Granted By: Indiana University
Academic Unit: IU Herron School of Art and Design
Overview: Students may pursue degrees in printmaking at both the undergraduate and graduate levels at Herron School of Art and Design.
At the undergraduate level, the printmaking curriculum provides a broad and intensive experience for printmaking majors and studio elective opportunities for other fine art, visual communication, and art education students. Course work in lithography and etching is offered at beginning, intermediate, and advanced levels every semester. Processes covered include plate and stone lithography and the intaglio processes of etching, engraving, and aquatint. Additional courses include printing in monotype, woodcut, and silkscreen. Spacious, well-equipped, accessible facilities for the study of these traditional approaches to printmaking are augmented by additional facilities for the investigation of digital and photomechanical processes.
Basic courses establish a solid, comprehensive foundation of traditional technical skills unique to the printed image, while instruction emphasizes the development of drawing, self-expression, and concept. At the intermediate and advanced levels, students continue to acquire new technical skills. There is extensive work in color, as the emphasis shifts to imagery, concept, and critical thinking. Advanced students are encouraged to explore their own aesthetic and style in close consultation with faculty.

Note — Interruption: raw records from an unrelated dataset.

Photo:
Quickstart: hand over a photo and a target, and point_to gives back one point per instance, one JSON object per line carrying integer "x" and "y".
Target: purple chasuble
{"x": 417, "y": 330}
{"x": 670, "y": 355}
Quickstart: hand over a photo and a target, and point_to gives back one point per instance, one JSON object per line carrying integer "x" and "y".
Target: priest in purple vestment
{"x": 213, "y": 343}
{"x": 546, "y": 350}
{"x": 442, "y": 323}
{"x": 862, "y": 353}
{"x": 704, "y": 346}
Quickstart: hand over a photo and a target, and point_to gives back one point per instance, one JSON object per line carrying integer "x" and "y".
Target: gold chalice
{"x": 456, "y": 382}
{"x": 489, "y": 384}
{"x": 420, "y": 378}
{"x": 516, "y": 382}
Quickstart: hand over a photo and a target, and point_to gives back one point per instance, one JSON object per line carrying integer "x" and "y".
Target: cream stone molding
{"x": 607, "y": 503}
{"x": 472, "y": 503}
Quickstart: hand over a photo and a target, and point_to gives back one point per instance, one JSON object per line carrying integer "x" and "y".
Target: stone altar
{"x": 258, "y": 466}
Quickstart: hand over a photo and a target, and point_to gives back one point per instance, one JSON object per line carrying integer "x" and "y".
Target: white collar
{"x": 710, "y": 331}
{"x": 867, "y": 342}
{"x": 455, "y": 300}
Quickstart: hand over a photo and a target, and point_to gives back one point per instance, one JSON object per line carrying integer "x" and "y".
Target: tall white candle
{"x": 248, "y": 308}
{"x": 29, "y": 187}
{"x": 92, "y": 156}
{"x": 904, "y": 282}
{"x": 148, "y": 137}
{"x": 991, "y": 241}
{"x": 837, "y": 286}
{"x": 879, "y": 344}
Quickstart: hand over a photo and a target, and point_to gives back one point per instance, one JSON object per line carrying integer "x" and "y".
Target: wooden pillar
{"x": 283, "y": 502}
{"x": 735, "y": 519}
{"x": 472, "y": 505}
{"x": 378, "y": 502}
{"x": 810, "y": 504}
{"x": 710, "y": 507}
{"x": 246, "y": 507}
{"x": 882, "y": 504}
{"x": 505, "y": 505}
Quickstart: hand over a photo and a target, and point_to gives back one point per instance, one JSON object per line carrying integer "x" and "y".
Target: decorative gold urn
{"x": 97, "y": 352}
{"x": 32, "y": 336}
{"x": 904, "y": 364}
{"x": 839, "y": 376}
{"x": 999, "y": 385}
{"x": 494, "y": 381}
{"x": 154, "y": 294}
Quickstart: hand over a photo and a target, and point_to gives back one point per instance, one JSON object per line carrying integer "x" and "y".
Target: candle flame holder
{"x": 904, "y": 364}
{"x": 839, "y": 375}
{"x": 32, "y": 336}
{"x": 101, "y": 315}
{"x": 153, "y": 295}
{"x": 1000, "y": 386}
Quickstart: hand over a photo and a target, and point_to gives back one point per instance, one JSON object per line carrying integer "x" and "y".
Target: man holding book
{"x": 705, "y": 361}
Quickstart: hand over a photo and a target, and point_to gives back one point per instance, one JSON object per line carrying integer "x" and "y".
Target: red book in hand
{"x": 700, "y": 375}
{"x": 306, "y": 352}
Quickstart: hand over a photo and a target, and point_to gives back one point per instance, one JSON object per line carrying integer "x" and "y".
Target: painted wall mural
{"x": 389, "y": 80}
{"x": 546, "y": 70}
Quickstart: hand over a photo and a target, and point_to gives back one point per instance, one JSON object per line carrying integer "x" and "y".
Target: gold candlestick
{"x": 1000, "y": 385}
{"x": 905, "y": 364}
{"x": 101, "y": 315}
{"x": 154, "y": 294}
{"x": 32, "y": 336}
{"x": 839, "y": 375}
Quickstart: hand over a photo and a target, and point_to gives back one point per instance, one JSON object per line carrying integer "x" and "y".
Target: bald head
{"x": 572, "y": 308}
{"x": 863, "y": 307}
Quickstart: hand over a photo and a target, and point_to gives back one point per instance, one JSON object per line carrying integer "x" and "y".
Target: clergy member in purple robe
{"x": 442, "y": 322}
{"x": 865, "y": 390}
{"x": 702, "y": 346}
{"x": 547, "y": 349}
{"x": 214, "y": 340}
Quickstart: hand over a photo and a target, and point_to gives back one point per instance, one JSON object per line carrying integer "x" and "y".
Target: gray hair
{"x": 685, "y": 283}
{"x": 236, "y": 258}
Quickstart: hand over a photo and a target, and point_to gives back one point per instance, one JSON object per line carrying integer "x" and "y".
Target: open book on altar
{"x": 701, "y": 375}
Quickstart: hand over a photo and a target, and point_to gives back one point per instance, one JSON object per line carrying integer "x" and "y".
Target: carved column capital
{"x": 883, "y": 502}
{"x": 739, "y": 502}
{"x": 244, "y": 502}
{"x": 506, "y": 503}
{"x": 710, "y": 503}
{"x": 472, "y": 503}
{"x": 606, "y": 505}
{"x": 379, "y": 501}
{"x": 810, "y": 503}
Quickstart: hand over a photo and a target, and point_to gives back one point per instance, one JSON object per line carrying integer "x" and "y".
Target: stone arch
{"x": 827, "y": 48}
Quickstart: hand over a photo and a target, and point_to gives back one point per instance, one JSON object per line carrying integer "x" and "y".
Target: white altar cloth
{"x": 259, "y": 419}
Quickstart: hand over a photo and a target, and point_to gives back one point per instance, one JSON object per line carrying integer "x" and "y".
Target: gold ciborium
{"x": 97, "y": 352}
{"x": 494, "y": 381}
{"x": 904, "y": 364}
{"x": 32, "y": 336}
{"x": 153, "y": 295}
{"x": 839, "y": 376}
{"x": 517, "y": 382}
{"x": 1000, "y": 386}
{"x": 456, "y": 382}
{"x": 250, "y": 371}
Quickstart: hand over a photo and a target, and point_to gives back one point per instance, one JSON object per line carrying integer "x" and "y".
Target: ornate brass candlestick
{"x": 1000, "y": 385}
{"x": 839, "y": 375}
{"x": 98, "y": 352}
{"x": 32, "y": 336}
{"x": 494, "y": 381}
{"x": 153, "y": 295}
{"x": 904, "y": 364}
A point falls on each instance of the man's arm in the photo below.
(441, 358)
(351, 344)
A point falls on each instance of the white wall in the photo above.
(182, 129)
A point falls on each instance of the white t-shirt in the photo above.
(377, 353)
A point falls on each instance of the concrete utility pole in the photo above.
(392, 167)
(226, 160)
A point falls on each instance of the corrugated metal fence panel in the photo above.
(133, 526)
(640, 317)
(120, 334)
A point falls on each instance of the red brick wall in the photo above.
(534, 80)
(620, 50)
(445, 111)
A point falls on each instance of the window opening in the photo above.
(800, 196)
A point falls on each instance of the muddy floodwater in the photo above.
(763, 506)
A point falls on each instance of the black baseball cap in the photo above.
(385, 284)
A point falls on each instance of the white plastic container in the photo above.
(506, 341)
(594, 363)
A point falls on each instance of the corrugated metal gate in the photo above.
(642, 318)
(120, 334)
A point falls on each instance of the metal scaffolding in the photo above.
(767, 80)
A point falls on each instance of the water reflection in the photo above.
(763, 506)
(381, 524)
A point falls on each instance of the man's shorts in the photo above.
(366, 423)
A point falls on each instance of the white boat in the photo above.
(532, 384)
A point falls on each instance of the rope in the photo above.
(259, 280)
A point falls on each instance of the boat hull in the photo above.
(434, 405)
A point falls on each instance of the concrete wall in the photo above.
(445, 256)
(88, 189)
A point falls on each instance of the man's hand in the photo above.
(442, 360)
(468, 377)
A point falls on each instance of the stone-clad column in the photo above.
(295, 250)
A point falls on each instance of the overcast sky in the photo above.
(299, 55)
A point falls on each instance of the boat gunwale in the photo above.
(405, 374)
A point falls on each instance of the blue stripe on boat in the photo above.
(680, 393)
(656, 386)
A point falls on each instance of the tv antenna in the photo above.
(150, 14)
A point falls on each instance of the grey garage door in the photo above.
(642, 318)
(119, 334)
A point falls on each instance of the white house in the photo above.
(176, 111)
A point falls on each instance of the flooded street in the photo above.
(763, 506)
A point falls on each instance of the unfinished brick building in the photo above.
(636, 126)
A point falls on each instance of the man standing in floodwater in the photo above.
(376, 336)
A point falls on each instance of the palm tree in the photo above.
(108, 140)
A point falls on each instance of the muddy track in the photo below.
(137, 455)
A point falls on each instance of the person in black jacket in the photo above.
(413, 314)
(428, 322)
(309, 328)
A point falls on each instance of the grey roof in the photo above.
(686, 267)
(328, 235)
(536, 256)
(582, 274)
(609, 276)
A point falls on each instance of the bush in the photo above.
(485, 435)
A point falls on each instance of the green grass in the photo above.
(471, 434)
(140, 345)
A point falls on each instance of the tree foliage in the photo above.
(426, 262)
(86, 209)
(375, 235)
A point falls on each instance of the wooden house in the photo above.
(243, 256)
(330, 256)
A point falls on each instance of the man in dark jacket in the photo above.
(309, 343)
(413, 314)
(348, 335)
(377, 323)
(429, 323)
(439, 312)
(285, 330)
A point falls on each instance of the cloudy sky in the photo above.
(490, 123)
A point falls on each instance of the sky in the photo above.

At the graduate level, students will acquire new technical skills and refine skills they have developed already to an advanced professional level while challenged to undertake an extensive and intensive examination of the thematic and theoretical content that fuels their creative work. Graduate students are given considerable autonomy for working in self-defined directions in consultation with faculty while focusing on printing technologies most appropriate for individual development. Graduate group and individual critiques, field trips, portfolio projects, exhibition opportunities, collaborative public art projects, and workshops and lectures by visiting artists complement the studio experience by providing critical discussion, and a broader framework for professional development.